Picture this. A teenage girl on a high handlebar bicycle. Her auburn dreadlocks fly behind her as she follows a man with a moustache up a dirt path to the place just past the edge of the woods where he lives. She knows he is interested in her mind and her body, but she is willing to move forward into that because she is not afraid of what he wants. She also knows that he is leading her to a place where she needs to be. She has felt it calling.
This place is in the edge of a dying industrial city, where ramshackle half-deserted suburbs end and a wooded ridge begins to rise. It is at the end of a rough asphalt lane lined with bungalows with unkempt front gardens where only the hardiest of perennials continue to spill across the lawn and creep around lawn chairs where no one ever sits.
It is Spring, muddy Spring. The air is crisp and there are still patches of dirty not-yet-melted snow on top of the matted yellow grass where a little green is just beginning to show through. The sun warms the breeze and the path she is on begins where the broken pavement ends.
She is not afraid to ride up the hill into the wooded area. She stands up on her bike and pushes down hard. . . pressing her feet onto the pedals and moving up the steep incline one strong push down at a time. Up and up; keeping the momentum going so that her bike continues to ascend upward on the muddy path.
The trees thicken and the air becomes cooler as she moves up the hill. She follows the man until he comes to a makeshift hut, in shambles. It is constructed of wooden crates, boards and old plywood skids. It is surrounded by a collection of large metal cans and wooden boxes which are almost totally covered by vines and creeping shrubs which have grown around the hut so that it is not visible from below.
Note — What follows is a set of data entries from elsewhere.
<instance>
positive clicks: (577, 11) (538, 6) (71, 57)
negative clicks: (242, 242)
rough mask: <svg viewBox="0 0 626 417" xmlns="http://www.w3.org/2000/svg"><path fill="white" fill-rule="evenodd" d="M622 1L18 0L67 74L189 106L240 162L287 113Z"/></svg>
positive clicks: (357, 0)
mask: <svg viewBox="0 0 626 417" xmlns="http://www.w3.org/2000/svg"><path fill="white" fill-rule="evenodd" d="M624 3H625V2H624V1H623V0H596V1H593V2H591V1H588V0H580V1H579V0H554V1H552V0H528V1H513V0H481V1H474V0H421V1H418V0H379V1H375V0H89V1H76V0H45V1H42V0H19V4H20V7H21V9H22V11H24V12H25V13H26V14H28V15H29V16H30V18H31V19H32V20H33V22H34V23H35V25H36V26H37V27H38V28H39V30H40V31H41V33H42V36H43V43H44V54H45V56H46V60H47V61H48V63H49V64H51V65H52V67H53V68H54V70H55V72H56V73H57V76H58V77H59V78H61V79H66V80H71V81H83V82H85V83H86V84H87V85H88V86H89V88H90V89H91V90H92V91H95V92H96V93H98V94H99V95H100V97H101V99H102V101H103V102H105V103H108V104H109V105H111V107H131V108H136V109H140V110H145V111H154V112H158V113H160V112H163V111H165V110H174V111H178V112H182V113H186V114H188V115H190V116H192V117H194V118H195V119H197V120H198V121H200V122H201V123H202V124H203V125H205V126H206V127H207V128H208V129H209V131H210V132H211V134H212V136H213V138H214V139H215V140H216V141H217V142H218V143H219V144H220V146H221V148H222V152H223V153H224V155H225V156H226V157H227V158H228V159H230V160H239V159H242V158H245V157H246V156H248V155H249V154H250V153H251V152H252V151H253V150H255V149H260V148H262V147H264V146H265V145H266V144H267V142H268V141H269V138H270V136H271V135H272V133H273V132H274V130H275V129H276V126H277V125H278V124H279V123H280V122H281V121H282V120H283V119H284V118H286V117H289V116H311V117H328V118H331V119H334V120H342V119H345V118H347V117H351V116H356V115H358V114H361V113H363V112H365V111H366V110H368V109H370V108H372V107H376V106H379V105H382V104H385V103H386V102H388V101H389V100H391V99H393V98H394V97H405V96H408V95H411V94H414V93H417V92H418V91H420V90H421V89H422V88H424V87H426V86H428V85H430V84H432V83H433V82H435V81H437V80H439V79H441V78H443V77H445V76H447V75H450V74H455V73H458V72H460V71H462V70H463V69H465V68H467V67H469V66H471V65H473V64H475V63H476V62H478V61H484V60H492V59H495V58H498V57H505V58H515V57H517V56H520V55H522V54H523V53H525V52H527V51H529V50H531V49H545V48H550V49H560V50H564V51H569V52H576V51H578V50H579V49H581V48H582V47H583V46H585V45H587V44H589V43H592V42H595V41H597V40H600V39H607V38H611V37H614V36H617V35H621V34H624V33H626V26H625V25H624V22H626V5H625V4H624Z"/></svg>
Its very appearance is of course, off-putting and would make most turn away, but there is no malevolence, just that uncomfortable sense that Mother Nature is in the process of fucking with the man-made world. Where there is rust and rot and where words and labels are fading, the tendrils of leaves and new blades of grass are growing. She sees car parts, old tires, crates and tin barrels that have been cast off because they are no longer valued. Pale green shoots have grown up and around these in a possessive embrace where rust and wood rot meet the fresh green of spring.
This is a portal; this is a door. And the man with the moustache fades into the shack like a shadow and then turns to beckon her in.
Her name is Macy and she has begun a journey away from a world she no longer needs.